If combination therapy is ineffective and uveitis is highly active, infliximab plus methotrexate or cyclosporine is indicated. Infliximab is administered intravenously according to the following schedule: at 0, 2, 6 weeks, and then every 8 weeks at a dose of 3-20 mg/kg per administration. The average effective dose of infliximab is 6 mg/kg. If ineffective, infliximab can be continued according to the above schedule, but the dose of the drug can be increased and/or the interval between infusions can be reduced to 4-5 weeks. Infliximab treatment is performed in combination with methotrexate at a dose of 7.5-15 mg/m2 of body surface per week or cyclosporine at a dose of 4.5 mg/kg.

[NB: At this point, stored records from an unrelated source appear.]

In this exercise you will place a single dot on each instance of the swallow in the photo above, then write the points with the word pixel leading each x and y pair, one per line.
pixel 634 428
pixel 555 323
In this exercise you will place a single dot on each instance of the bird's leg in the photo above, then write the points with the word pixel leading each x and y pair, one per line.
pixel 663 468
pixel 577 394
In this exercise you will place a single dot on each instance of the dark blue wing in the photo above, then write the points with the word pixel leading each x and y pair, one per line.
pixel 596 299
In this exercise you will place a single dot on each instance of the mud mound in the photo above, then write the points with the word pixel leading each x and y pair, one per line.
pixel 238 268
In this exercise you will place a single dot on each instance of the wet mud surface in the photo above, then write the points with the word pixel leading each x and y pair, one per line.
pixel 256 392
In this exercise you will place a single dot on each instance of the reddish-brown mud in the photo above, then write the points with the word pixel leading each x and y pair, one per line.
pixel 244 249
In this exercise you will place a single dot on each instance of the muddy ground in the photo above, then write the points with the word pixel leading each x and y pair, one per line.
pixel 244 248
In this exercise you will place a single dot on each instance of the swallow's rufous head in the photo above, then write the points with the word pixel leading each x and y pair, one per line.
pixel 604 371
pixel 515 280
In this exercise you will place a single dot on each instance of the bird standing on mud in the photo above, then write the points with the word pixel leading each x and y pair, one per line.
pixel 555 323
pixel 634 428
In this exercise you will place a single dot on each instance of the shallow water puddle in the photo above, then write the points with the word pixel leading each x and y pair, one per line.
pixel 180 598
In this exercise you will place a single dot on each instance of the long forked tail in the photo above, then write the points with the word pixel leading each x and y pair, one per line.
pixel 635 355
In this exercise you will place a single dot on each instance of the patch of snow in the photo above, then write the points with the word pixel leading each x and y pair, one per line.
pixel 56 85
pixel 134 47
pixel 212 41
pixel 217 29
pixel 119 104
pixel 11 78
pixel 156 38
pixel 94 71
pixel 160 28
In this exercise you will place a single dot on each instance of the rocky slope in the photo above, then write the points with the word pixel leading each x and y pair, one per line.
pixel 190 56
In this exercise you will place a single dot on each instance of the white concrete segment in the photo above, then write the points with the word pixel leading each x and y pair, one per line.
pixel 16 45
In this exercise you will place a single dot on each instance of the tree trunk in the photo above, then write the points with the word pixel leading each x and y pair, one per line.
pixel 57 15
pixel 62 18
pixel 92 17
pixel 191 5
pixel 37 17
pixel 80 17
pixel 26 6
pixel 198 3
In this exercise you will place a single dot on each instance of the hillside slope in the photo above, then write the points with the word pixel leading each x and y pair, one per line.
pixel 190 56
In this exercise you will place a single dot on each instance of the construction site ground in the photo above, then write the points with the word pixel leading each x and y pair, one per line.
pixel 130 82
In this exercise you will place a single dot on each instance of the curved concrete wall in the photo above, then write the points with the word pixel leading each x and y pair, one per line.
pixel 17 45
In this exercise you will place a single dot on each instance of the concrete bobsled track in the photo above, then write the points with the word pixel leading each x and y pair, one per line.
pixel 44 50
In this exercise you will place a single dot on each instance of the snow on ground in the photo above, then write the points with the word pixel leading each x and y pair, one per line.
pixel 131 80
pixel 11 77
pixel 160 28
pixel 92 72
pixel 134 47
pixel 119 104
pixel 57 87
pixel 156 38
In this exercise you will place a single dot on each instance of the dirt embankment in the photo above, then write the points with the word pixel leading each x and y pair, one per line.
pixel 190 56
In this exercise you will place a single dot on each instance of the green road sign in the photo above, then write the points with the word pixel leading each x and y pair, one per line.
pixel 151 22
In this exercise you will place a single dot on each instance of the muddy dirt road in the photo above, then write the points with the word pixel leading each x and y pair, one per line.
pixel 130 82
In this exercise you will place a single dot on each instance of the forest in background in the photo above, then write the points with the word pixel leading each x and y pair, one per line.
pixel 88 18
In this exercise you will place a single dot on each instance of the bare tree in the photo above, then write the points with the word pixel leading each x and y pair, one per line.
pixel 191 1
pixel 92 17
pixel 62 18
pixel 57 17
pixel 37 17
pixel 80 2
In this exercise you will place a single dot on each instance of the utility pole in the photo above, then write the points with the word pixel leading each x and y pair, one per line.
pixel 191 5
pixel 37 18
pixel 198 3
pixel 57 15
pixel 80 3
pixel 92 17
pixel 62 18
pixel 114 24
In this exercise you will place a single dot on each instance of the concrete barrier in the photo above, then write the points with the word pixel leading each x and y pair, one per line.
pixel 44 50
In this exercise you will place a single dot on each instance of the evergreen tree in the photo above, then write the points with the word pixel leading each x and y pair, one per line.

In the late-onset subtype, early administration (within the first 3 months of the disease) of sulfasalazine at a dose of 30-40 mg/kg per day is indicated. Treatment should be started with a dose of 125-250 mg per day (depending on the child's weight). The sulfasalazine dose is increased to the calculated dose by 125 mg once every 5-7 days under the control of clinical and laboratory parameters (clinical blood test, urea levels, creatinine, transaminase activity and total bilirubin concentration in the blood serum).
If sulfasalazine is ineffective, therapy with a biological agent, infliximab, is carried out for 3-6 months.
For uveitis, dexamethasone and betamethasone drops are used locally, subconjunctivally, retrobulbarly, and drops with anti-inflammatory drugs and mydriatics are also used (treatment of uveitis should be carried out by an ophthalmologist).
Surgical treatment of juvenile rheumatoid arthritis
The main types of surgical treatment are joint replacement, tenotomy, and capsulotomy.
Indications for surgical treatment of juvenile rheumatoid arthritis:
- severe joint deformations, significant limitation of movement in the joints;
- ankylosis of joints (joint prosthetics are performed);
- development of aseptic necrosis of the femoral heads (hip joint endoprosthetics are performed);
- severe joint contractures that do not respond to medication and conservative orthopedic treatment (tenotomies and capsulotomies are performed).